Más relación tuvo con la hermana pequeña, Juana, la que le sustituyó en el gobierno en 1554; pues es a su lado, en Aranda primero y en Toro después, donde se cría don Carlos y donde está aquella Isabel de Osorio que tanto había enamorado a Felipe II. Y al regreso del Rey a España, en 1559, volveremos a ver a doña Juana cerca del Rey, como primera dama de Isabel de Valois, junto con la duquesa de Alba y con la princesa de Éboli.
Y también lo fue de la cuarta esposa, Ana de Austria. Pero su verdadero centro, su refugio, estaba en su fundación, el convento de las Descalzas Reales de Madrid, donde sería enterrada en 1573.

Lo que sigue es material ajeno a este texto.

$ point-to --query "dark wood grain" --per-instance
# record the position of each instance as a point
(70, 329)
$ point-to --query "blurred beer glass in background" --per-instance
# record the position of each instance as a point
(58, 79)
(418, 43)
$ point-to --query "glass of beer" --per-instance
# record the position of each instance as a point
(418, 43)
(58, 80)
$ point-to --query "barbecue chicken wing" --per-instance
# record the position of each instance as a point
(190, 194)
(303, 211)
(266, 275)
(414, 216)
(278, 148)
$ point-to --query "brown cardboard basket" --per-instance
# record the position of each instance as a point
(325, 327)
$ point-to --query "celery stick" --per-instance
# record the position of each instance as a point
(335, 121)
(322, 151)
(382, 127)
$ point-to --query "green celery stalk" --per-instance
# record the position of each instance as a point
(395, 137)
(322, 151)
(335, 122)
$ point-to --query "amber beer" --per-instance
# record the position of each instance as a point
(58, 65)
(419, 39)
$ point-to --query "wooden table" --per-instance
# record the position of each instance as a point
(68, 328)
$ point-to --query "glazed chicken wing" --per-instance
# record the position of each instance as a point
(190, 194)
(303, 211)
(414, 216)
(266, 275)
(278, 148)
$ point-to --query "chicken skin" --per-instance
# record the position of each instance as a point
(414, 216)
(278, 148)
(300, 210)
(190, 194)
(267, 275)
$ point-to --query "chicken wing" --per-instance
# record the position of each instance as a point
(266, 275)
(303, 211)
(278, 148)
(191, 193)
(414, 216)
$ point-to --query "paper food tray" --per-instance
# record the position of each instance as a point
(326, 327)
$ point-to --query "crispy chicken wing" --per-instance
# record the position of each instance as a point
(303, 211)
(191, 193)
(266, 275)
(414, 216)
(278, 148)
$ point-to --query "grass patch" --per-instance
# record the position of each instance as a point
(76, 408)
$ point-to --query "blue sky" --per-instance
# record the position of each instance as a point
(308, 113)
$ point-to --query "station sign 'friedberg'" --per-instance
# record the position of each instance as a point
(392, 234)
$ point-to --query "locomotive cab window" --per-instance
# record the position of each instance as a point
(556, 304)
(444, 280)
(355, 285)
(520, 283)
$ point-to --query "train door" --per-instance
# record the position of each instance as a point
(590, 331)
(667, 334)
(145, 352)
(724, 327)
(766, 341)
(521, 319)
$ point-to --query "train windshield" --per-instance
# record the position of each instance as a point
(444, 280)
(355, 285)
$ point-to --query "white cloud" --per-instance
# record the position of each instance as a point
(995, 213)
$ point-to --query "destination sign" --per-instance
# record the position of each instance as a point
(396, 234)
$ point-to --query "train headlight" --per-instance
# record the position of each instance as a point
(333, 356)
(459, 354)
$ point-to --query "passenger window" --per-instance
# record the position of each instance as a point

Quedan las hijas bienamadas, las que le había dado Isabel de Valois: Isabel Clara Eugenia y Catalina Micaela. Eran la gran pasión del Rey, de las que Felipe II diría en 1569, cuando no hacía el año de la muerte de Isabel de Valois, a la abuela materna, Catalina de Médicis:
Son todo el consuelo que me ha quedado de haberme privado Nuestro Señor de la compañía de su madre[1276].
Y ellas, Isabel Clara Eugenia y Catalina Micaela, serán las principales protagonistas del siguiente capítulo que dedicaremos a las cartas familiares de Felipe II.
De todas formas, ahí también tendremos ocasión de encontrarnos con una de las pocas mujeres que se atrevían a contarle las verdades al Rey: la bufona Magdalena Ruiz.
Habiendo pasado revista a ese entorno femenino es cuando podemos valorar lo que supone la mujer en la vida de Felipe II. Juegan un papel bien destacado en su intensa vida amorosa, tanto dentro como fuera de la familia; tanto en el plano erótico (Isabel de Osorio, Eufrasia de Guzmán y, seguramente, la misma princesa de Éboli) como en el tiernamente afectivo: con el esposo (Isabel de Valois), con el padre (Isabel Clara Eugenia y Catalina Micaela) y con el hermano (la emperatriz María, especialmente). Eso sin olvidar, claro, la imagen siempre presente de la madre, la emperatriz Isabel, de la que guardaba aquel tríptico con las imágenes de la Virgen y el Niño Jesús, que luego dejaría en su Codicilo, ¿a quién si no?: a su hija Isabel Clara Eugenia; un tríptico que la Emperatriz le había regalado en 1535 y que desde entonces le acompañaba:
A la infanta doña Isabel, mi hija mayor, a quien tan tiernamente quiero por lo mucho que merece y la gran compañía que me ha hecho dexo una imagen de Nuestro Señora y su Hijo bendito…, la qual por habérmela dado la Emperatriz, mi señora, y haber oído dezir que primero fue de la reina cathólica doña Isabel, mi bisagüela, la he traído siempre conmigo desde el año 35[1277]…
Ahora bien, en contraste con lo que ocurre durante el reinado de su padre, el Emperador, la mujer tiene muy escaso protagonismo político bajo Felipe II. Ninguna tendrá el papel de alter ego, tal como lo había representado la emperatriz Isabel con Carlos V. Ni tampoco habría otra que jugara un papel tan destacado a nivel europeo, como Margarita de Saboya o como María de Hungría lo llevaron a cabo desde los Países Bajos y desbordando las fronteras de aquellos Estados. El mismo papel político jugado por su hermana, la emperatriz María, lo fue bajo la inspiración y según los cauces marcados en su día por Carlos V.
Algo, sin duda, a tener en cuenta cuando se piensa en el entorno femenino que rodeó a Felipe II y en lo que ello supone para entender mejor la personalidad del Rey.